One big drawback for western companies in some countries, notably China, has always been IP protection. Counterfeiting of just about everything has been a major problem in many south-east Asian countries and has discouraged companies from investing in these areas. But the situation is improving and the Chinese Government in particular is making big strides to tackle this.
"The government wants to improve the situation so foreigners will be comfortable investing," says Shantikumar. "Previously, there were a lot of security issues. The Indian IP system is stronger than China's but both are trying to improve." India has a language advantage over China when it comes to attracting western companies because far more of its population speak English.
A disadvantage for all these emerging outsourcing locations is that physicians in their hospitals are not as familiar with the clinical trial process as they are in the west, but that is also improving.
"There are also disadvantages because of lax regulations," says Aparna Krishnan, senior research analyst at IHS Global Insight. "If they work with local industry, there is a danger of supplies being contaminated because standards are not adopted. This is the main worry. It makes more sense for them to set up their own facilities so they can maintain standards."
Remnant agrees: "There are quality issues. The level of compliance is not as high as in the West."
Government finance is more readily available in China than India. Even where it does not offer direct incentives, it often tweaks the tax structure to attract companies.

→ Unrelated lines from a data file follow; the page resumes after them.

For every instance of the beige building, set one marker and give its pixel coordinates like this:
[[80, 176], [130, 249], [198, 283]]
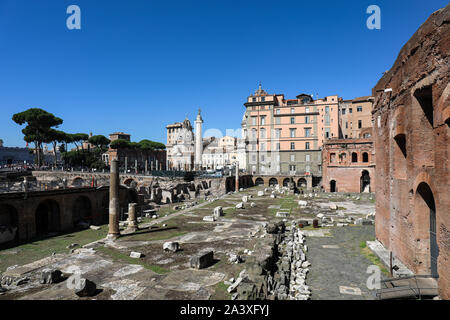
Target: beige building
[[180, 146], [285, 136], [356, 117]]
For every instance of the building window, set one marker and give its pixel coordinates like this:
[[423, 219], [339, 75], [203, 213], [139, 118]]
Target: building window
[[292, 133], [263, 120], [365, 157], [332, 157], [307, 132], [277, 133]]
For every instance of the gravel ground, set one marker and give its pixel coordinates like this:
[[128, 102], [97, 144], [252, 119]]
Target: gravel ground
[[344, 265]]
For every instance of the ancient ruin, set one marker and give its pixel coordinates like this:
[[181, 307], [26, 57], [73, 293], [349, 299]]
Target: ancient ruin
[[411, 130]]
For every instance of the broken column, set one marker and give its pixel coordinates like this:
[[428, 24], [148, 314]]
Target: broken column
[[132, 219], [237, 177], [114, 231]]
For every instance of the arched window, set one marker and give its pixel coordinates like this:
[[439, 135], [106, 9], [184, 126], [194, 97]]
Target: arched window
[[365, 157]]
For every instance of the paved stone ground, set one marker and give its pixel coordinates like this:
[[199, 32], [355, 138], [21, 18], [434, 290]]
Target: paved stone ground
[[120, 277], [342, 266]]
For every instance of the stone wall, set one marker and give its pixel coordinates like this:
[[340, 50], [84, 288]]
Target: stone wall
[[411, 129], [340, 170]]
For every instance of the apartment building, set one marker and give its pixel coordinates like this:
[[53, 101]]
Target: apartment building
[[285, 136], [355, 117]]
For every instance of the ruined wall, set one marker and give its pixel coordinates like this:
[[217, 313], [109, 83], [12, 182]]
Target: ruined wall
[[340, 167], [411, 129]]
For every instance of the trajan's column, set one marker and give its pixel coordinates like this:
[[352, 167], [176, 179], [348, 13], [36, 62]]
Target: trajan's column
[[198, 141]]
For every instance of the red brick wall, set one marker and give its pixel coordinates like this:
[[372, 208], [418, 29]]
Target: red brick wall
[[346, 173], [412, 148]]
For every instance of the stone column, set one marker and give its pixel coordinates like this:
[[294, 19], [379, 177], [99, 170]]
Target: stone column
[[237, 177], [132, 219], [114, 231]]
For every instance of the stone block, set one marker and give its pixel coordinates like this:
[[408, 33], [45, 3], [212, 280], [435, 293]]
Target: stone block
[[202, 260]]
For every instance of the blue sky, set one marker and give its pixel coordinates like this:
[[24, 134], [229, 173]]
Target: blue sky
[[136, 65]]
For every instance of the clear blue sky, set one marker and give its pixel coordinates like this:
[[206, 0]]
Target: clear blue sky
[[136, 65]]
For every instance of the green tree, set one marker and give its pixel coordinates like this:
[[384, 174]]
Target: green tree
[[54, 137], [77, 138], [120, 144], [37, 129], [99, 141]]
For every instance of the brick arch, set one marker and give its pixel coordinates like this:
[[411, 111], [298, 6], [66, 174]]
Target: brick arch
[[259, 181], [77, 178], [272, 180], [443, 109], [9, 218], [129, 181]]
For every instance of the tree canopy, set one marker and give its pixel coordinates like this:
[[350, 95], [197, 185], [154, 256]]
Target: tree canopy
[[38, 128]]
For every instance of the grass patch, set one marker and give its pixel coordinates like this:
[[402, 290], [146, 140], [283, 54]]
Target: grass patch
[[155, 234], [41, 248], [374, 259], [118, 256]]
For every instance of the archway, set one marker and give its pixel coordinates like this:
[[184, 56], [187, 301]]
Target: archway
[[129, 182], [365, 181], [259, 182], [81, 211], [425, 209], [286, 182], [47, 217], [8, 223], [77, 182], [333, 186], [302, 183]]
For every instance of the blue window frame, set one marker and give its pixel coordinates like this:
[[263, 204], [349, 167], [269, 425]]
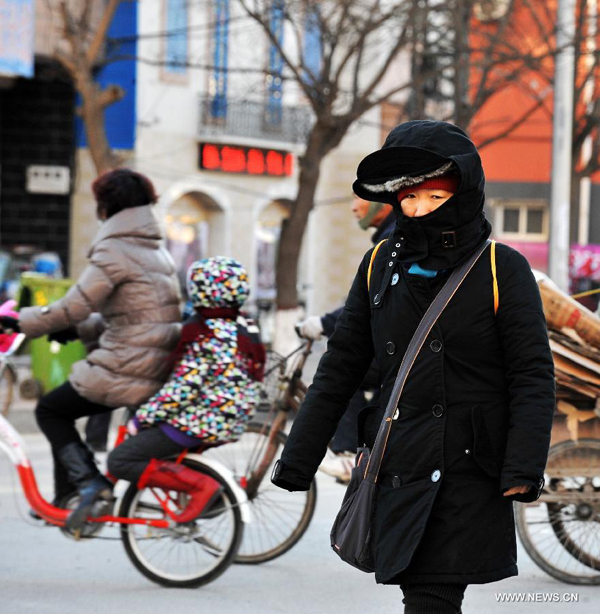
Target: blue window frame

Partnerships and collaborations
China is increasingly geared towards collaborations with academic institutions. In 2005, Covance, in collaboration with partner Center of Laboratory Medicine at Hua Shan Hospital, established China's first central laboratory to be awarded level one certification by the National Glycohemoglobin Standardisation Programme. This certification ensures that the measure of glycosylated haemoglobin is precise, a critical quality factor for diabetes studies.
Existing partnerships are also broadening, as is the case with Quintiles in its ongoing expansion of services through its partnership with Peking Union Medical College Hospital. Wuxi Pharmatech of Shanghai now performs chemical research and development for 18 of the world's 20 largest pharmaceutical companies. Other collaborations include Affymetrix of the US and Capital Bio of Beijing in genotype 53, and Summit of the UK with Orient Pharma of Taiwan to develop a new drug for sialorrhoea.
Service providers have also expanded their repertoire and scientific expertise through joint ventures with local industry players, for example Xenobiotic Laboratories of the US partnering with C&O Pharmaceutical Technology of China.
Collaboration with academic institutes such as Ginkgo Biomedical Research Institute (biopharmaceuticals), Peking University (clinical pharmacology), Tsinghua University (stem cell research), Tianjin Medical University and Tianjin Cancer Institute and Hospital (cancer), Yamagata University and Wuhan University (neuroimaging) and the Zhejang University (gene-chip technology) has enabled the local industry to access new technologies and scientific expertise.
Other south-east Asian countries playing a part in this trend include Singapore. Despite its smaller population, it has a state-of-the-art health care system. Taiwan too is becoming a growing area for medical outsourcing.
In Latin America, the biggest movement has been in Brazil, but the high tax structure there can be off-putting. It does, however, have closer ties with the USA.
"The Brazilian Government wants to develop its research and development sector," says Denise Claux, who covers the Latin American region for IHS Global Insight. "So there has been an upsurge in benefits for companies investing. And there is a well-evolved clinical study sector."
The pressure on drug companies to reduce costs will not go away for some time. Developing countries are seeing this as an opportunity not just to encourage investment in laboratories and factories, but as a way of using the western companies to help them improve their own healthcare systems. The trend is likely to continue as more countries get in on the act.